By Tobias Gilk
MR safety is important for all patients, but it carries additional weight for our most vulnerable.
As compared to MR safety for all patients, MR safety in pediatric environments is all the more emphasized, in part, because the most prominent MR accident in the United States — an accident that occurred 20 years ago this year — resulted in the death of a six-year-old boy. The weight of such a tragedy is simply that much more when the victim is a child.
Not only are public-perception consequences greater, but pediatric patients all bring unique and additional risk factors to MR imaging. Often children are less able to participate in their own pre-MR screening for risks or contraindications. Pediatric patients often require sedation or anesthesia in order to tolerate exams, and anesthesia both carries its own risks and can sometimes obscure native MR risks, too. And children with congenital and/or serious illnesses may need recurring MR scans throughout their developmental years, meaning that the risks are repeated, over and over. As a patient population, in several regards, children can add risk in MR.
To be clear, MR is a profoundly safe study type, and injuries almost never occur because of malfunctions with the hardware. The accidents that do happen, however, are almost always because of poor decision-making at the point of care, and a failure to properly respect the real risks and hazards that do exist in MR imaging. Said another way, MR injuries are almost 100% preventable, so structured best practices and vigilance are the best tools for MR patient safety.
Unlike conventional X-ray-based modalities that have reams of state regulations, standards, and professional responsibility programs like “Image Gently” to guide pediatric radiation safety, MR providers are largely left to forge their own path for MR safety. There have been no formal “MR Safely” pledges as there are with the “Image Wisely” and “Image Gently” campaigns, and little in the way of fixed sets of best practices required for MR provider licensure or accreditation (despite accreditation entities’ near-universal marketing of “quality and safety” as the expected outcome of accreditation). In this regard, Katherine Bushur, the Advanced Modality supervisor for Children’s Hospital Colorado, acknowledges that “MR is behind the curve,” and MR patient safety — in general — doesn’t benefit from the regulatory, accreditation, or industry standards that ionizing radiation safety does.

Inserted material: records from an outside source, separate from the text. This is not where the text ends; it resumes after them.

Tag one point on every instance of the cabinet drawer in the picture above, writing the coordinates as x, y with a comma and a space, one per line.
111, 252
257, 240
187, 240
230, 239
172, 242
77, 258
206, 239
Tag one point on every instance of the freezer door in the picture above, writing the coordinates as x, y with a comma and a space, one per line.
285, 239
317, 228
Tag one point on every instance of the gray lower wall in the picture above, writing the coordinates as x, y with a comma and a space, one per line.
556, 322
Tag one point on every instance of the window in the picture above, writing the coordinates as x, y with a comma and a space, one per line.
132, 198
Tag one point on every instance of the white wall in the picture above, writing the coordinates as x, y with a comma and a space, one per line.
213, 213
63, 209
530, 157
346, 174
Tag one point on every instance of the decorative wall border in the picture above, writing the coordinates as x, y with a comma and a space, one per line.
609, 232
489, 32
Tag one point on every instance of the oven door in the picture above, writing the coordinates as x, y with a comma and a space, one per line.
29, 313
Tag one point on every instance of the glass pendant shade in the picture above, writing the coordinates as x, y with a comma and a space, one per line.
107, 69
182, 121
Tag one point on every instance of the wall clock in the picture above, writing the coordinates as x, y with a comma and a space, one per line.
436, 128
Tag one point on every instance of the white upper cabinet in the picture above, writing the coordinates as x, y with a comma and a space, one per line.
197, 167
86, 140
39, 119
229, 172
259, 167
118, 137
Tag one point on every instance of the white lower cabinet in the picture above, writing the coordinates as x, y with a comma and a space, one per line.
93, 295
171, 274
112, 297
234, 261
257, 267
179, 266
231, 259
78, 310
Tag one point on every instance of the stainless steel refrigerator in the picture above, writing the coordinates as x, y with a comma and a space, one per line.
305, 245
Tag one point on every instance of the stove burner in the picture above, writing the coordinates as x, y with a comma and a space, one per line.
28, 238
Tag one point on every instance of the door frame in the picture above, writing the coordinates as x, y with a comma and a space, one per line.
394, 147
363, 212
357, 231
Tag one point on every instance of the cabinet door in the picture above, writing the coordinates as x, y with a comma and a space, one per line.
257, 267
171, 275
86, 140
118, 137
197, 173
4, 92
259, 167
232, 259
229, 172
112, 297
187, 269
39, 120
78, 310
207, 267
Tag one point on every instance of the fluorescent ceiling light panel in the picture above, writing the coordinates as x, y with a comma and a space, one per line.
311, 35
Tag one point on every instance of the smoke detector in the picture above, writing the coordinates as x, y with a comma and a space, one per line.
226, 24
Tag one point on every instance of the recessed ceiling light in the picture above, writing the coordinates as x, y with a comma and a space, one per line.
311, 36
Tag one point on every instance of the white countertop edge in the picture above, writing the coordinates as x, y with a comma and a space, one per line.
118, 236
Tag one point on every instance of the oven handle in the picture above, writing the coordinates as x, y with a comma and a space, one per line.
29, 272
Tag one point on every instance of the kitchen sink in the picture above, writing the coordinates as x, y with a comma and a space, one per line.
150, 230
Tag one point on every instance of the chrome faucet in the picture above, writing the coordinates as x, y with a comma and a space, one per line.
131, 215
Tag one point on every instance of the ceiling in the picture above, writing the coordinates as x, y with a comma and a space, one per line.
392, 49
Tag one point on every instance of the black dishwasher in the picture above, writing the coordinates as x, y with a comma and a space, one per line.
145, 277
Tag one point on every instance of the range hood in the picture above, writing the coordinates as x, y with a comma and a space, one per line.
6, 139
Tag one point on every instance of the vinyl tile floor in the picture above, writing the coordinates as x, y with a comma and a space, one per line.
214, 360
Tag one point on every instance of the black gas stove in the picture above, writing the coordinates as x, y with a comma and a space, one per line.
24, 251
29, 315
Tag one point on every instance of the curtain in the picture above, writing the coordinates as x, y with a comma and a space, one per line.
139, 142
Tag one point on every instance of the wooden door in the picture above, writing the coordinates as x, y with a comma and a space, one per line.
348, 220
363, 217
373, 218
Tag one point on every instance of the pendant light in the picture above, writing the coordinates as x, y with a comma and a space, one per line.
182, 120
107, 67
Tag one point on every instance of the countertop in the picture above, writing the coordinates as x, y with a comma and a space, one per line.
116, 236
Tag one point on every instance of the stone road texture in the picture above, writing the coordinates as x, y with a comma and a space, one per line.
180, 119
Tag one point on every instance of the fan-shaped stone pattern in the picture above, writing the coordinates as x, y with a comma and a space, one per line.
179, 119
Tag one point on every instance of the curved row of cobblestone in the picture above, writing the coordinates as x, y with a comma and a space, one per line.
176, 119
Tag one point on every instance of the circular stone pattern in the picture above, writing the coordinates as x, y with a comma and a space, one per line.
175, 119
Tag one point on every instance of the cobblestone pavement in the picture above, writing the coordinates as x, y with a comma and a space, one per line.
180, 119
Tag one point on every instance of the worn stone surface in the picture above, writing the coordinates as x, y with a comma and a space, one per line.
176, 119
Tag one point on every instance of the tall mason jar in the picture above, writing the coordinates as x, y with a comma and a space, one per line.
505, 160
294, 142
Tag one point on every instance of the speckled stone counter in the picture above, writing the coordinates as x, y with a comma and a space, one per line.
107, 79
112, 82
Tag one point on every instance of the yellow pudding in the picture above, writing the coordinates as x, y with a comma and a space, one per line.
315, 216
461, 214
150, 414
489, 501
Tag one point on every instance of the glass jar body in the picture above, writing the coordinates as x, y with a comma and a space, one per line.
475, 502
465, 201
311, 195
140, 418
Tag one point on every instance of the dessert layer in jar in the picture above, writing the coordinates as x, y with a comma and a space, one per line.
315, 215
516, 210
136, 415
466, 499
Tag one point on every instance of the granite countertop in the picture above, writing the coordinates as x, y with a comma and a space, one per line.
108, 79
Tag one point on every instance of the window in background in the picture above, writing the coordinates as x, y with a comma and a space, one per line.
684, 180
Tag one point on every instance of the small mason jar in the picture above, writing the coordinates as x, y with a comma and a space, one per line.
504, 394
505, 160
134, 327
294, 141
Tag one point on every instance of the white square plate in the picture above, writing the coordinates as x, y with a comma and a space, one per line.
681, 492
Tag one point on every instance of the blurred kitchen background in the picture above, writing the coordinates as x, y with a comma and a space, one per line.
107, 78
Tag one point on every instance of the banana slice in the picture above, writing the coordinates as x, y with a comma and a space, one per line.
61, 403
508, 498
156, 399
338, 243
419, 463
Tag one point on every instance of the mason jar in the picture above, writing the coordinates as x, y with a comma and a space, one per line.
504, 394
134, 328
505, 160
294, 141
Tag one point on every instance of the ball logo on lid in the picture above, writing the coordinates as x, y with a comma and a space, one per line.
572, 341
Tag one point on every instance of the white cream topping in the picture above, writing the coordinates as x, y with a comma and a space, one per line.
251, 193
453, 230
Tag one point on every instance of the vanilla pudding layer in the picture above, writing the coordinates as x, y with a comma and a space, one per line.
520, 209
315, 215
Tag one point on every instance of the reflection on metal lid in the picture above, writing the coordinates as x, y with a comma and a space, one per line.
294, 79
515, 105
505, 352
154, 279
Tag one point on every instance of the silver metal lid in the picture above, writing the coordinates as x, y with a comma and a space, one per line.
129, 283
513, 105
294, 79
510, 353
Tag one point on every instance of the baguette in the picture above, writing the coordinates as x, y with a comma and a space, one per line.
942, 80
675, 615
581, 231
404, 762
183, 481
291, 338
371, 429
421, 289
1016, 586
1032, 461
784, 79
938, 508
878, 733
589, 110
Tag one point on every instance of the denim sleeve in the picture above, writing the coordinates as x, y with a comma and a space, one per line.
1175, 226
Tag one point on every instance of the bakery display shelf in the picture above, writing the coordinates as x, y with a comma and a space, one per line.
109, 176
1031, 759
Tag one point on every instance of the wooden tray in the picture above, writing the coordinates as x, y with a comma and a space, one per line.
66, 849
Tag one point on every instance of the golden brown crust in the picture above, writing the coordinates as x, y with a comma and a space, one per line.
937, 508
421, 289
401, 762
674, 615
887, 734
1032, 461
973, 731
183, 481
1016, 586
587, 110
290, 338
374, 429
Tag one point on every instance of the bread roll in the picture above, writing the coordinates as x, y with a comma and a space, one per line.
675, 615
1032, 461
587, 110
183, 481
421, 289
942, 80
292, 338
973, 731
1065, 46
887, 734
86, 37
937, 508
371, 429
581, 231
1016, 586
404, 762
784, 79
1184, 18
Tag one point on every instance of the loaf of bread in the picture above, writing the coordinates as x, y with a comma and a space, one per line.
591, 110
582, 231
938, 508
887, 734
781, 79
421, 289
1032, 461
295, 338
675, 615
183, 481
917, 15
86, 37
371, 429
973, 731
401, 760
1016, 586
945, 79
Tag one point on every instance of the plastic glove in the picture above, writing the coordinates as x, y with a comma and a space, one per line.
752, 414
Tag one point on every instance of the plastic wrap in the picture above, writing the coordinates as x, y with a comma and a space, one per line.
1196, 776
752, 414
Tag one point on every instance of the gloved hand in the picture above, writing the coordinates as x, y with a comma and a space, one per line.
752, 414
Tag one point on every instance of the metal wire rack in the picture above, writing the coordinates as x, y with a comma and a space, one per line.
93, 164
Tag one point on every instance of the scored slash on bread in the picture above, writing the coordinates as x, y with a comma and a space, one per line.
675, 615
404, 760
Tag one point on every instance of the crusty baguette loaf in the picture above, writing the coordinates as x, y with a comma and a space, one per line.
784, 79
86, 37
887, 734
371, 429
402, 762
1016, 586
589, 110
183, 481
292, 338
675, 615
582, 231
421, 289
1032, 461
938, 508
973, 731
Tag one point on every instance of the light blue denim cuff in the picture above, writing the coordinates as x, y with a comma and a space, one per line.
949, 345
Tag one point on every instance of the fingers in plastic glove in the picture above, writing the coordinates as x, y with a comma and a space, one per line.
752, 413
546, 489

Pediatric MR providers have emerged as one of the best “proving grounds” of MR safety best practices. This involves identifying effective best practice standards, and then a process of adoption and adaptation to where the practices and specific workflows are integrated. “It’s not copy and paste,” offers Bushur. “Every site is very different, and what works for us and what works for another children’s facility might be two entirely different processes, depending on what their workflows are.”
Bushur’s statements highlight a truth about safety practices, in general, and MR safety, in particular: they typically need to be translated from aspirational standard guidance to practical implementation, and that translation process requires thought and care to enable consistent and effective outcomes. Even beginning with widely respected standards, such as the ACR Manual on MR Safety, the “devil is in the details”, and a brilliant standard that is poorly integrated will not be expected to produce reliable results.
As for why pediatric MR providers are willing to put in this additional work (and are often regarded as more committed to MR safety), Bushur believes, “all patients are important, but I feel pediatric patients have a special place in people’s hearts and you take extra care because you’re not only treating the patient, but you’re also treating their family. It’s not just one little human, it’s the whole family that you’re taking care of when you take care of that patient.” In short, the stakes are higher. Based on reports from her techs who also take PRN work in general hospitals and imaging centers, “MR safety really isn’t taken to the level that we take it in the pediatric world.”
For this year, 2021, the anniversary of the MR death of Michael Colombini and a year dedicated to reflecting on MR safety, little could be more appropriate than to emulate the care and effort that children’s hospitals put into MR safety.
About the author: Tobias Gilk is an architect with RAD-Planning, and founded his own consulting firm, Gilk Radiology Consultants. He is both certified MRSO and MRSE, and is a board member and former chair of the American Board of Magnetic Resonance Safety (ABMRS).